Turnover on the Nigerian stock market has climbed to an unprecedented N10 trillion, driven by sustained interest from both local and foreign investors who are responding to improved macroeconomic indicators and stronger earnings prospects of listed companies.
Latest trading data released by the Nigerian Exchange showed that total transactions have doubled so far this year, reaching N9.57 trillion in the first 10 months—an increase of 114.1 per cent over the N4.47 trillion recorded during the same period in 2024.
The report, which detailed investment flows from both domestic and foreign portfolio investors, indicated that the surge in market activity was largely propelled by foreign participation. Foreign investors now account for more than one-fifth of total transactions.

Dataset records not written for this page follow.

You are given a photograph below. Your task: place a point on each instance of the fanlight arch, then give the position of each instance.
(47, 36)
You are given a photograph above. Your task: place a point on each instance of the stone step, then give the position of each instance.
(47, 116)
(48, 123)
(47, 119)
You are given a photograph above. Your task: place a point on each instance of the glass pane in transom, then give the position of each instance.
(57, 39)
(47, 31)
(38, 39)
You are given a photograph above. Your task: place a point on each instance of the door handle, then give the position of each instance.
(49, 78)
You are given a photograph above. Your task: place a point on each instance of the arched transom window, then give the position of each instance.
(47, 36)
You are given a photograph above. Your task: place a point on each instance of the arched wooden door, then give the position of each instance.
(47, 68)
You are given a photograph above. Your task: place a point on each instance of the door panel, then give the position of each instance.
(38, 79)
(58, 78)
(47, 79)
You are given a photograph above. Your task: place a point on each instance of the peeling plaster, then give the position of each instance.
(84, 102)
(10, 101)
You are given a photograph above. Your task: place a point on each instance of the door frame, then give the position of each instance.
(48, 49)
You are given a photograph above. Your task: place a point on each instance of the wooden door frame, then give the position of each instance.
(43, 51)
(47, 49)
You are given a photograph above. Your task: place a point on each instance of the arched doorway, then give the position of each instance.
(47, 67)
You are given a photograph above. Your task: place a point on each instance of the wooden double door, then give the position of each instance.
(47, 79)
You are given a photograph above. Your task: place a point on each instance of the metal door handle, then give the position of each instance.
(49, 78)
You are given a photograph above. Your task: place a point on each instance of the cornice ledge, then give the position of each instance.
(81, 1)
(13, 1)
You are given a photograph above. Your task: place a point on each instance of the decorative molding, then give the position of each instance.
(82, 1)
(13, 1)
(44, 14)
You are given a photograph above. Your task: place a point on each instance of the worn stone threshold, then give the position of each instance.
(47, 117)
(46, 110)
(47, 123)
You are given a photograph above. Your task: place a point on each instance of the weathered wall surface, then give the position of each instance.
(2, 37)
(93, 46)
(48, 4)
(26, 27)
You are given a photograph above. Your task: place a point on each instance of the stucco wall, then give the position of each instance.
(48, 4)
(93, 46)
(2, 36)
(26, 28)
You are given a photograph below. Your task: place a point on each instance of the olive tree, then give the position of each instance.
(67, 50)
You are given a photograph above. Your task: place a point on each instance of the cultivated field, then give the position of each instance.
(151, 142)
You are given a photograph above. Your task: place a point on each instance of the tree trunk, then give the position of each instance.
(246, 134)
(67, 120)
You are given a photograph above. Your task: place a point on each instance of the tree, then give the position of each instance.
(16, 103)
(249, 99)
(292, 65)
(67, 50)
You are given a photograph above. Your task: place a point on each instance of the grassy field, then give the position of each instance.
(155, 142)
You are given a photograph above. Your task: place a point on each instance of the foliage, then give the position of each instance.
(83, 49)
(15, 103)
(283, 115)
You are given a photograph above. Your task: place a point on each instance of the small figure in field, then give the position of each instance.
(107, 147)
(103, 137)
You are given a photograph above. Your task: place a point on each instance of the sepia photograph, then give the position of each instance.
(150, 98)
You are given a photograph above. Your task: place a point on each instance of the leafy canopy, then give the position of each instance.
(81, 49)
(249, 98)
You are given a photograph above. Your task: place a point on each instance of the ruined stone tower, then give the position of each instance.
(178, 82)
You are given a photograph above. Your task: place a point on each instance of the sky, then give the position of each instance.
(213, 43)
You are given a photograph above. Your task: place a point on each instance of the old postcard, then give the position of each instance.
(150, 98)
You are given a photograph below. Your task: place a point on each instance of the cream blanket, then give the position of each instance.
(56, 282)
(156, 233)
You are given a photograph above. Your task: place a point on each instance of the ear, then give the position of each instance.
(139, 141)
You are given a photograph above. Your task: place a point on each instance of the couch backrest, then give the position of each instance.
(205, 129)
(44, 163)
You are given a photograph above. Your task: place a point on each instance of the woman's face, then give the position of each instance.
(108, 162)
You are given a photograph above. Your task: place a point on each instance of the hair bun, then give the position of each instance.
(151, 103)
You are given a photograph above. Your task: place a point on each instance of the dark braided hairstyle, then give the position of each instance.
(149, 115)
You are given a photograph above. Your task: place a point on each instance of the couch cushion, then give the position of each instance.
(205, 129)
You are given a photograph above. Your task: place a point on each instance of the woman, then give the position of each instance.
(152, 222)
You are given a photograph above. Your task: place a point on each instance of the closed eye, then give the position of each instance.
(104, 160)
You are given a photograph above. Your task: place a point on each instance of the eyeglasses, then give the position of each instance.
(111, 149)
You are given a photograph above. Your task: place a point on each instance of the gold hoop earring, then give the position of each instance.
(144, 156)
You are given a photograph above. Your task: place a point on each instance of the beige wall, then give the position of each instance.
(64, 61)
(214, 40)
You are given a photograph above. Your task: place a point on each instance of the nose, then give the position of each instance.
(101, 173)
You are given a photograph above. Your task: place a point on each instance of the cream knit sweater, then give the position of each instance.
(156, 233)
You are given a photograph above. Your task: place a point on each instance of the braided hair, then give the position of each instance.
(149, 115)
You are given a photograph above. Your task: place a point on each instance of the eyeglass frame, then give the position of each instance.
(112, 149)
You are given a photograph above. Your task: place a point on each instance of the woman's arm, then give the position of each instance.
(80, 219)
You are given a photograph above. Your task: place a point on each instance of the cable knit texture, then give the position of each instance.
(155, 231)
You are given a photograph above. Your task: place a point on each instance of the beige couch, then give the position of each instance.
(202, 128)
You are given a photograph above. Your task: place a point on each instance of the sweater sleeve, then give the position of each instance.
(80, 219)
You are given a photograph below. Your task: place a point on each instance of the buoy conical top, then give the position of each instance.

Foreign portfolio investors (FPIs) currently represent 21.2 per cent of market activity, up from 16.7 per cent in the corresponding period last year.
Total foreign transactions have almost tripled to N2.03 trillion as of October 2025, marking a 172.45 per cent rise from N744.3 billion recorded in the first 10 months of 2024.

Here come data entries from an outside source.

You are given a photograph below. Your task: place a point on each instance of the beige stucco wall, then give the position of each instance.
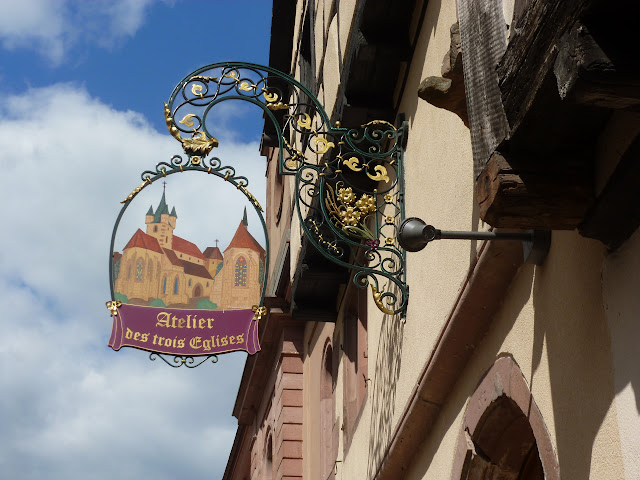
(570, 324)
(554, 325)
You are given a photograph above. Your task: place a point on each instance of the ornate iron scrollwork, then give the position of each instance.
(349, 182)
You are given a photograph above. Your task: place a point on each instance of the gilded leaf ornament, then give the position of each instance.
(277, 106)
(186, 121)
(246, 86)
(199, 144)
(380, 175)
(196, 89)
(377, 298)
(271, 97)
(322, 145)
(353, 163)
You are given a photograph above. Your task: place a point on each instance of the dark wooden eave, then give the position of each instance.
(568, 65)
(379, 45)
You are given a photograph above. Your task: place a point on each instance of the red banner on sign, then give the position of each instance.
(184, 332)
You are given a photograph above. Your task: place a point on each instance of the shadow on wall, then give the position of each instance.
(383, 388)
(485, 356)
(569, 317)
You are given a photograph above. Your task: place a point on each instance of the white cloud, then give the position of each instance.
(53, 27)
(72, 408)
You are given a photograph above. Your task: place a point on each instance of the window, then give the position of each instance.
(139, 270)
(240, 279)
(328, 431)
(355, 359)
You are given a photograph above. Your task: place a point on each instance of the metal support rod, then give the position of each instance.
(414, 234)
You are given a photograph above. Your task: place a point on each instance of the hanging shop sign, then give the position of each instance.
(186, 333)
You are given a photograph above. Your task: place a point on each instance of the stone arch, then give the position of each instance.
(503, 433)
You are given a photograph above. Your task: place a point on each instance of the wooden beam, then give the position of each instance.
(531, 53)
(547, 194)
(616, 213)
(588, 76)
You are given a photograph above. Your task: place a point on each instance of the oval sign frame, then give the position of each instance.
(227, 324)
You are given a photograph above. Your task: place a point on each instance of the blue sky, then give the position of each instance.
(81, 90)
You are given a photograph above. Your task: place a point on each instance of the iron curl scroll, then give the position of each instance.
(349, 183)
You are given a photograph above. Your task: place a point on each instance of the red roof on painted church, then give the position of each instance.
(184, 246)
(213, 253)
(243, 239)
(142, 240)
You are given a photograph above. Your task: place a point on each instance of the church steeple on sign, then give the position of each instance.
(348, 194)
(172, 297)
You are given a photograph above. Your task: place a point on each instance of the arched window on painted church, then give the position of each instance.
(240, 278)
(139, 269)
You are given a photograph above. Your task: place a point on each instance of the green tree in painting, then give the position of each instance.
(157, 302)
(206, 304)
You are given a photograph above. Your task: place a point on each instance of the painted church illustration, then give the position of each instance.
(160, 269)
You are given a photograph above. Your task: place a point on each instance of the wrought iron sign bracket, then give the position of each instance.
(349, 183)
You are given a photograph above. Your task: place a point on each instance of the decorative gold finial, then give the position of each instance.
(259, 312)
(113, 307)
(198, 145)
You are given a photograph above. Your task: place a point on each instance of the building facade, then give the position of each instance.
(160, 269)
(521, 115)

A breakdown of the figures revealed strong foreign appetite for Nigerian equities, with inflows significantly outweighing outflows. FPI inflows reached N1.118 trillion—225 per cent higher than the N344 billion registered by October 2024—while outflows doubled to N909.6 billion from N400 billion in 2024.
This shift reversed last year’s FPI deficit of N56 billion, resulting in an FPI surplus of N209 billion in 2025, underscoring increased confidence in the Nigerian market.
Domestic investor participation also witnessed a sharp rise. Total domestic transactions climbed to N7.54 trillion, up from N3.73 trillion recorded in 2024, fuelled by stronger activity from both institutional and retail investors.
“Institutional investors’ turnover jumped to N4.6 trillion compared with N1.8 trillion in the corresponding period of 2024. Retail investors’ transactions rose to N2.9 trillion in 2025 from N1.9 trillion in 2024.”
According to the NGX, domestic transactions have risen by 33.15 per cent over the past 18 years, while foreign transactions grew by 38.31 per cent within the same period.
Market analysts attribute the heightened demand for Nigerian assets to improvements in the country’s macroeconomic conditions. The NGX noted that the bullish run aligns with ongoing economic reforms that have helped stabilise the business environment.
These reforms include liberalising the naira, removing fuel subsidies, and strengthening coordination between fiscal and monetary authorities—measures the NGX said have helped restore confidence despite persistent inflationary pressures.
Group Managing Director of the Nigerian Exchange Group Plc, Mr. Temi Popoola, said the market’s performance reflects the impact of a “wave of coordinated reforms” that have strengthened the country’s financial system.
He said: “The strength we’ve seen in the market has been driven largely by reforms, from the President’s economic agenda to decisive actions by the Central Bank of Nigeria (CBN), Securities and Exchange Commission (SEC), PENCOM, and other regulators. These efforts have created the right foundation for investor confidence and renewed market activity”.
Speaking at the Financial Times Africa Summit 2025 in London during a panel session on “Nigeria’s Economic Journey: Crisis, Recovery, and Risk,” Popoola highlighted the renewed investor confidence and the resilience of Nigeria’s capital markets amid shifting economic conditions.
Director General of the SEC, Dr. Emomotimi Agama, said the enactment of the Investments and Securities Act 2025 marked a significant milestone for transparency and governance within the markets.
He said: “The new law was crafted to reflate the economy by providing clarity, certainty, and discipline in our markets. Robust regulation has been central to restoring market integrity and investor trust, providing the transparency required to anchor long-term capital formation in Nigeria”.
Managing Director of Highcap Securities Limited, David Adonri, noted that the surge in retail participation is a positive indicator for overall market stability.
He said: “The growth in retail participation at a time when institutional and foreign investors are slowing down shows that local investors are becoming more confident and more informed. It reflects the impact of technology, easier access and sustained market education. Retail investors are gradually becoming a stabilising force in our market”.